Steganalysis classifier training via minimizing sensitivity for different imaging sources

Abstract

Owing to the ever proliferation of digital cameras and image editing software, a large variety of JPEG quantization tables are used to compress JPEG images. As a result, learning-based steganalysis methods using a pre-selected quantization table for training images degrade significantly when the quantization table of testing images is different from the one used for training. Recognizing that it would be undesirable and not practical to train a steganalysis classifier with all possible quantization tables, we propose an approach that the differences in features extracted from images with different quantization tables are formulated as perturbations of those features. Then we define a stochastic sensitivity by the expected square of classifier output changes with respect to these feature perturbations to compute the robustness of classifiers with respect to perturbations. A Radial Basis Function Neural Network based steganalysis classifier trained by minimizing the sensitivity is proposed. Experimental results show that the proposed method outperforms learning methods such as Support Vector Machine and Radial Basis Function Neural Network without considering feature perturbations.

Introduction

Steganography presents a potential security threat to society, in general and corporations, in particular. Embedded messages, named stego messages, are hidden in digital media such as images [1], [2], [3], audio [4] and video [5] for secret communication. Steganalysis is a technique used to determine whether a digital media has a stego message or not. Current learning based steganalysis methods consist of two major components: a feature extractor and a classifier. Steganalysis classifiers are trained by a set of images which consist of both clean and stego images. Among different types of digital media, JPEG image is the most widely used digital media on the Internet. Therefore, JPEG is a favorable carrier of steganography. In particular, for most JPEG steganalysis, both training and testing datasets use JPEG images compressed by the same quantization table. When different compression quantization tables are used for training and testing image sets, the performance of the steganalysis classifier degrades significantly [6], [7].

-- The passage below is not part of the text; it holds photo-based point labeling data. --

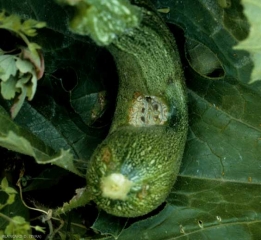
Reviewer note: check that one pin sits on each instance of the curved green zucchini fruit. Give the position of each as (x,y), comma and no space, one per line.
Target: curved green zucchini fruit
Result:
(133,170)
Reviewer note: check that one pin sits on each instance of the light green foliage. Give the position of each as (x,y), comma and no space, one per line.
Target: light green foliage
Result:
(252,43)
(19,71)
(104,20)
(17,139)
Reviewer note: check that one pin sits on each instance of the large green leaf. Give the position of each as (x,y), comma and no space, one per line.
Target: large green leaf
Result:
(218,192)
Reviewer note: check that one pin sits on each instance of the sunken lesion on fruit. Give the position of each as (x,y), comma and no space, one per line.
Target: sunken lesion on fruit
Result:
(115,186)
(148,110)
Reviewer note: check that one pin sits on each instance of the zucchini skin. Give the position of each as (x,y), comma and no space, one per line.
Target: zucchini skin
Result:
(133,170)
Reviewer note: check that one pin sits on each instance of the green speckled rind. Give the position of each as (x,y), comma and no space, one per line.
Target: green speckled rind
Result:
(148,64)
(147,156)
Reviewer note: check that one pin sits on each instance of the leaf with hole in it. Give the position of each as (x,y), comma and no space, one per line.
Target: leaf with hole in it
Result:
(7,67)
(8,88)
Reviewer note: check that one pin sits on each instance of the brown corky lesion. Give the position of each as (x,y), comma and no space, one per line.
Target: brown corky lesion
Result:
(147,111)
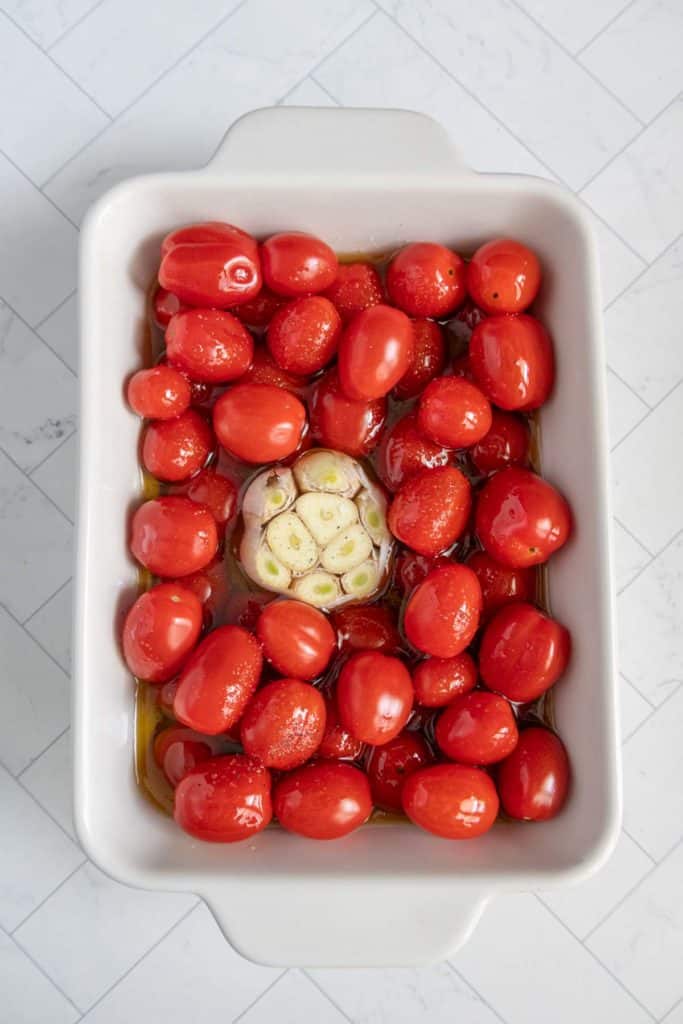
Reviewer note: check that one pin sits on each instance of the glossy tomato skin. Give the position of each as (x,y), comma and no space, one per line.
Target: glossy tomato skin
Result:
(160,631)
(478,728)
(374,696)
(431,509)
(211,345)
(175,450)
(224,800)
(442,612)
(259,422)
(437,681)
(504,276)
(159,393)
(324,800)
(451,801)
(523,652)
(512,360)
(296,263)
(426,280)
(534,780)
(173,537)
(520,518)
(403,452)
(303,335)
(427,363)
(389,766)
(297,639)
(342,423)
(218,680)
(375,351)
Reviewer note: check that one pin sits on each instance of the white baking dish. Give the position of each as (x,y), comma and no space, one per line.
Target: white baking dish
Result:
(363,180)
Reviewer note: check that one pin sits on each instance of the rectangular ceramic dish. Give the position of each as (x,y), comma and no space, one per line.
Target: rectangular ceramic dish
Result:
(364,180)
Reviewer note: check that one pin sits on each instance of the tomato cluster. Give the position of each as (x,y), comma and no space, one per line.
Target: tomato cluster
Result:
(429,366)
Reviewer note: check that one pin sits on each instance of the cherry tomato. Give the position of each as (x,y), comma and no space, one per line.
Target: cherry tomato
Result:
(175,450)
(366,627)
(454,413)
(505,444)
(178,751)
(452,801)
(426,280)
(534,780)
(324,800)
(304,334)
(512,360)
(403,451)
(224,800)
(520,518)
(297,639)
(504,276)
(296,263)
(437,681)
(501,585)
(389,766)
(173,537)
(357,287)
(218,680)
(442,612)
(160,631)
(159,393)
(374,696)
(259,422)
(430,510)
(428,359)
(342,423)
(522,652)
(209,344)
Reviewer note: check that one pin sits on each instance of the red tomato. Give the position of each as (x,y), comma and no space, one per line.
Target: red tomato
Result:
(259,422)
(297,639)
(173,537)
(430,510)
(501,585)
(342,423)
(452,801)
(478,728)
(512,360)
(357,287)
(178,751)
(366,627)
(428,359)
(520,518)
(437,681)
(160,631)
(209,344)
(426,280)
(324,800)
(454,412)
(175,450)
(389,766)
(522,652)
(284,723)
(403,451)
(442,612)
(534,780)
(505,444)
(304,334)
(159,393)
(374,696)
(296,263)
(224,800)
(218,680)
(504,276)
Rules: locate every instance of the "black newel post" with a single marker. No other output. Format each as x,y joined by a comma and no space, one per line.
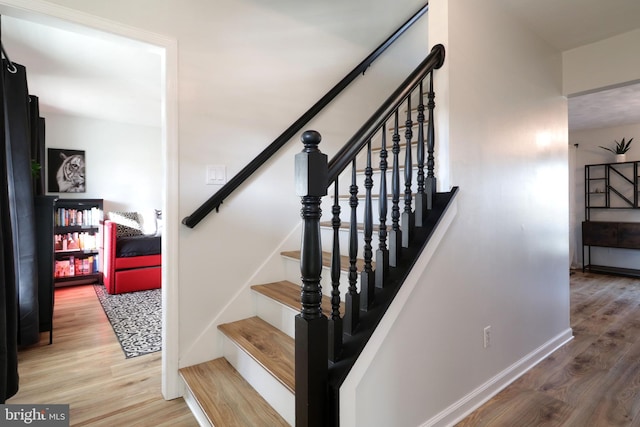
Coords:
311,352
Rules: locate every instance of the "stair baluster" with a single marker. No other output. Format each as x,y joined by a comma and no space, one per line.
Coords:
335,322
367,277
311,349
395,237
352,300
420,199
407,215
431,140
382,254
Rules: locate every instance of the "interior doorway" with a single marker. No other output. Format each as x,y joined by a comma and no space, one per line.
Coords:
84,25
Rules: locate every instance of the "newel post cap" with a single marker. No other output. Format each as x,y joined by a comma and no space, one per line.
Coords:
311,169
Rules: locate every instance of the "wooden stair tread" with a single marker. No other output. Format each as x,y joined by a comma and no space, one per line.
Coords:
326,260
267,345
288,293
226,398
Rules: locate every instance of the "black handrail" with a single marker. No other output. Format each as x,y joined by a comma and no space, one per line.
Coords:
216,200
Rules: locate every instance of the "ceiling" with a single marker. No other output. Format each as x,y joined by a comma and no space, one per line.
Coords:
113,79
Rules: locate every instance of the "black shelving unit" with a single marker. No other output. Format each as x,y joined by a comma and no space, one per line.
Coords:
610,186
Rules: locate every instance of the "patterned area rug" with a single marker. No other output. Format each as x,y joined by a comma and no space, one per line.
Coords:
136,318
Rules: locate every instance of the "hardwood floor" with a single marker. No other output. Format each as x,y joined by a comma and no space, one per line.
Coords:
86,368
594,380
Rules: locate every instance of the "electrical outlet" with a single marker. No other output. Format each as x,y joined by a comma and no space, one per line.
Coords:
487,336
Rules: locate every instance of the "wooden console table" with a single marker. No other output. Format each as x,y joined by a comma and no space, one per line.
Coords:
625,235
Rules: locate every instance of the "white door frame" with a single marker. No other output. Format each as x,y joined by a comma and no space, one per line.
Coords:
80,22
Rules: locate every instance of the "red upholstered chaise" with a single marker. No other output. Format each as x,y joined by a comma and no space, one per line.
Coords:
128,273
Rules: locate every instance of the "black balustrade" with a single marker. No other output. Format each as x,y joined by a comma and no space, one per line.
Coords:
395,237
311,352
367,277
420,199
326,348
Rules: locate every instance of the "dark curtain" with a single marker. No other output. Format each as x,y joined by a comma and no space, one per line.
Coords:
21,208
8,306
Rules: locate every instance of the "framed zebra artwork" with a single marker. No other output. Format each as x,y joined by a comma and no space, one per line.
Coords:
66,171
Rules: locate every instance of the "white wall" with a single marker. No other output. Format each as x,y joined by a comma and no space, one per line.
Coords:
588,152
504,262
123,161
589,69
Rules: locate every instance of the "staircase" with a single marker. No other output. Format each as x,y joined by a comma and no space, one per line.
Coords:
258,357
254,383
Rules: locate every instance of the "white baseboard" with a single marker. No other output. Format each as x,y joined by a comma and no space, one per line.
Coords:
469,403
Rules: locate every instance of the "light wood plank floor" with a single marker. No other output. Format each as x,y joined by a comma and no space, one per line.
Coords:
594,380
86,368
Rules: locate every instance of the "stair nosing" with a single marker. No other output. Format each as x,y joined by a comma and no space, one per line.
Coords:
326,301
214,395
285,375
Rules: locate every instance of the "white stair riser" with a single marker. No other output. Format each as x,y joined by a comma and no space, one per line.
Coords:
196,409
292,272
345,212
277,395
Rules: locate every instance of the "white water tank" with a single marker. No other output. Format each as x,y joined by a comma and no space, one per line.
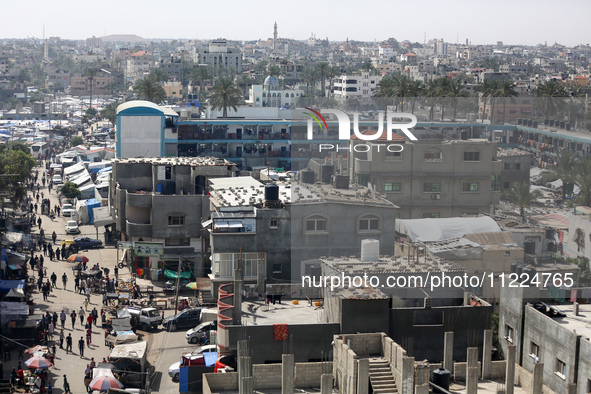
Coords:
370,250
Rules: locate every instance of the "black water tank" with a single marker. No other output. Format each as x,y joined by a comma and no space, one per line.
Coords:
514,267
271,192
326,173
307,176
441,377
529,246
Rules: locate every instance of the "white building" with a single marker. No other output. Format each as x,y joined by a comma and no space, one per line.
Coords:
219,53
361,86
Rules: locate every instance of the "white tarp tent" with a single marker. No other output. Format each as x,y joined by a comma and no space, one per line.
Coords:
428,229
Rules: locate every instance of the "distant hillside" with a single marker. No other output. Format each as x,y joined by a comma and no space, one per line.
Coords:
123,37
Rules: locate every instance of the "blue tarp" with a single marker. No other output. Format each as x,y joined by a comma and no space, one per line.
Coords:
6,285
210,358
91,204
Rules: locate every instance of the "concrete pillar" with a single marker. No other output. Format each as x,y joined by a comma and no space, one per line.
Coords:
448,351
326,384
537,378
408,375
246,385
472,371
487,355
510,371
287,373
363,376
422,381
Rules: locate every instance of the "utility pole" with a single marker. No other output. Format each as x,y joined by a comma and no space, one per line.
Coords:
178,280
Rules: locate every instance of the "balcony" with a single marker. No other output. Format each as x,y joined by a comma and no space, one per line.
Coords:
140,200
138,230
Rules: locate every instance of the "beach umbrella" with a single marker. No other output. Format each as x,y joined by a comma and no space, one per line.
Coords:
104,383
38,363
78,258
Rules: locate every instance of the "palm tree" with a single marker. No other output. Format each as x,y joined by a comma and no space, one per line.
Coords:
201,74
90,73
225,94
507,91
489,90
549,98
522,196
150,90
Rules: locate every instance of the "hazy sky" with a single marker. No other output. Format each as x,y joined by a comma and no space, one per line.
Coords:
482,22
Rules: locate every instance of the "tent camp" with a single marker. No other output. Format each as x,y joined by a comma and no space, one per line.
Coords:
428,230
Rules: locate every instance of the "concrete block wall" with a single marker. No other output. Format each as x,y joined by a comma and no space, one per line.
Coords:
218,382
498,369
460,370
266,376
523,379
308,374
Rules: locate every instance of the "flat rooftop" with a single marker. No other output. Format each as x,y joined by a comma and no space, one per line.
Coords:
257,313
580,323
176,161
390,265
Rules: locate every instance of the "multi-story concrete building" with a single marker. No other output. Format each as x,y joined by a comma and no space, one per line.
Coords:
218,53
430,178
360,86
164,201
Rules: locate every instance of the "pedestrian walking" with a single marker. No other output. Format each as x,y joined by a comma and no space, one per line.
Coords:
63,318
68,343
81,347
66,386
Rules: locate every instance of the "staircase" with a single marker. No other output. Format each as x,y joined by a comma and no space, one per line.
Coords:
381,377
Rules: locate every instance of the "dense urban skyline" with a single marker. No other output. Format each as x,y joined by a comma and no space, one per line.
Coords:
525,22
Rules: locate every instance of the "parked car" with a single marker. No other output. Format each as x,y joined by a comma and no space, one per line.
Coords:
87,243
72,227
67,210
190,359
194,334
184,319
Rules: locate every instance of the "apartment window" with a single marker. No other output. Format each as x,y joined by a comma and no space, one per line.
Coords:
470,187
534,350
432,187
176,220
432,154
369,223
509,333
560,368
177,242
495,182
316,224
471,155
393,187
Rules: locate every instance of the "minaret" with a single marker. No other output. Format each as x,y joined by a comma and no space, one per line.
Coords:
275,37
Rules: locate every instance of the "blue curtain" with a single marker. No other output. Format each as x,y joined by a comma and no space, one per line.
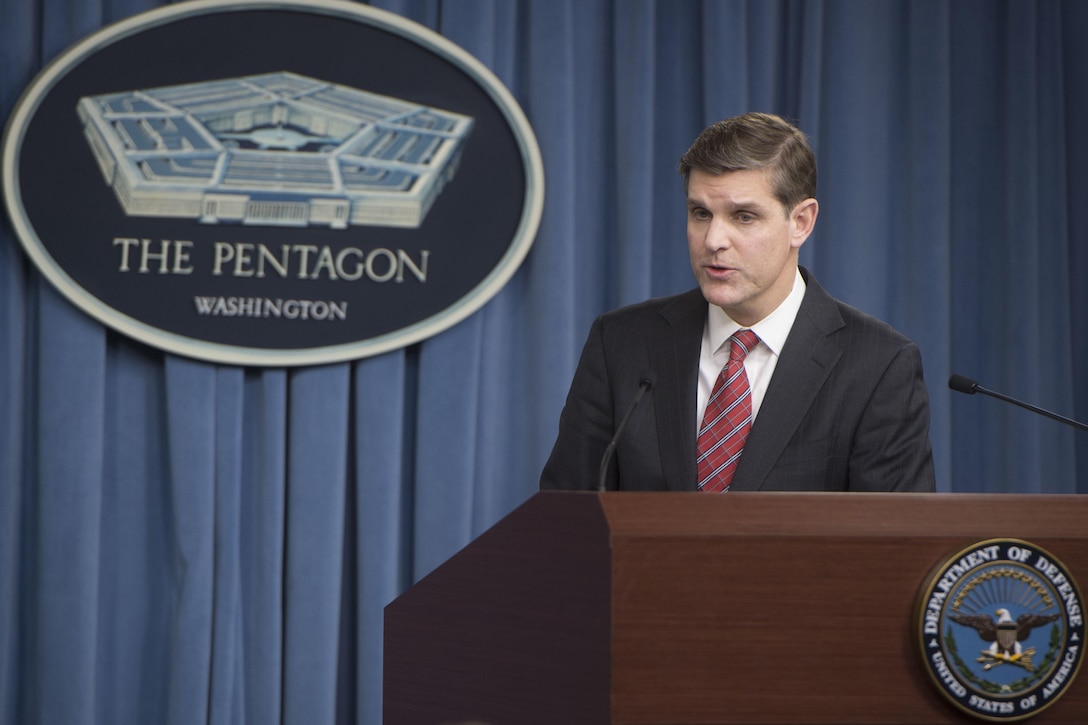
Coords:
184,542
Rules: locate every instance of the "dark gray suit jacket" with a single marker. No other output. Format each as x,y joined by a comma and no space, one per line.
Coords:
847,408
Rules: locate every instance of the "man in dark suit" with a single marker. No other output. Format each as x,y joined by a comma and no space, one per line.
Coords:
829,400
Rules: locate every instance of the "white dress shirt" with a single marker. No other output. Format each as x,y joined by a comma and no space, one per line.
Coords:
759,364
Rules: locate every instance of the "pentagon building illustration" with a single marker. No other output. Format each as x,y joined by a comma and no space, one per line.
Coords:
276,149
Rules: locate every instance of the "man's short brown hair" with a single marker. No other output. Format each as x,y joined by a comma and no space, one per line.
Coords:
756,140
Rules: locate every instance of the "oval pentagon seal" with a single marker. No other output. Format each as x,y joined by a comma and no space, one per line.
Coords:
1000,627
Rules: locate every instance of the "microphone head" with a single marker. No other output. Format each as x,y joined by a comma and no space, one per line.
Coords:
963,384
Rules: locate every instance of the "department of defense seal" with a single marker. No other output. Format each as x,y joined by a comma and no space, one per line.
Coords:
1001,626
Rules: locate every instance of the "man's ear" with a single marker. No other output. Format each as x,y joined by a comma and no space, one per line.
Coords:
802,221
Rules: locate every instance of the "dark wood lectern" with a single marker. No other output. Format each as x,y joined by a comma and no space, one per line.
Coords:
666,607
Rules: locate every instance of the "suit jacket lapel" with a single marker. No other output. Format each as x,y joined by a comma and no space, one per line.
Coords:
676,364
806,360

With the ever proliferation of digital cameras and image editing software available today, JPEG images on the Internet are compressed by many different quantization tables [8]. Moreover, a growing number of digital camera manufacturers, such as Sony, Nikon and Pentax, adopt variable quantization tables which are computed based on the image content dynamically. By using the quantization table for training to re-compressing an image, which is compressed by an unseen quantization table, cannot recover an image directly. Extra quantization step will change the steganalysis features of the JPEG image [9]. Therefore it would be unreasonable or impracticable to assume prior knowledge of compression quantization table of an unseen image examined for stego message.

In the real world situation, both images and quantization tables could be different from those used for training the classifier. In addition to quantization table difference, the difference in image content will also affect the performance of steganalysis [10]. The extracted steganalysis feature values will be different from those of the training images [7]. These differences could be treated as perturbation in features and are unavoidable. So, the robustness of steganalysis classifier with respect to feature perturbations is essential to its performance.

Current steganalysis methods make use of off-the-shelf classification methods such as neural network [11], [12], Support Vector Machine (SVM) [13], [14], dynamic evolving neural fuzzy inference system [15] and ensemble of classifiers [16], [17]. However, none of them addresses the issue of perturbation between training and testing images.

In this work, we propose a Localized Generalization Error Steganalysis classifier (LG-Steganalyzer), which is robust to images compressed by quantization tables different from that of training images. Such a situation is unavoidable in real-world applications. A Radial Basis Function Neural Network (RBFNN) is trained via a minimization of a training error and a stochastic sensitivity. RBFNN is selected because of its fast training speed in the presence of large data which is important for dealing with network security problems. The stochastic sensitivity is proposed to capture the influence of feature perturbation created by changes in JPEG quantization table of testing images with respect to the RBFNN classification. With the proposed steganalyzer training method, the LG-Steganalyzer provides a better robustness of steganalysis in real-world applications. Major contributions of the LG-Steganalyzer to steganalysis are:

• RBFNN trained by the LG-Steganalyzer is robust to real-world situations, e.g. difference in quantization tables and difference in content between training and testing images.

• The proposed LG-Steganalyzer could be used with any compression quantization table, and any steganalysis feature extraction technique.

This paper is organized as follows: Section 2 provides a brief introduction on steganalysis and JPEG quantization tables. The LG-Steganalyzer is described in Section 3. Experimental results are presented in Section 4. Section 5 concludes this work.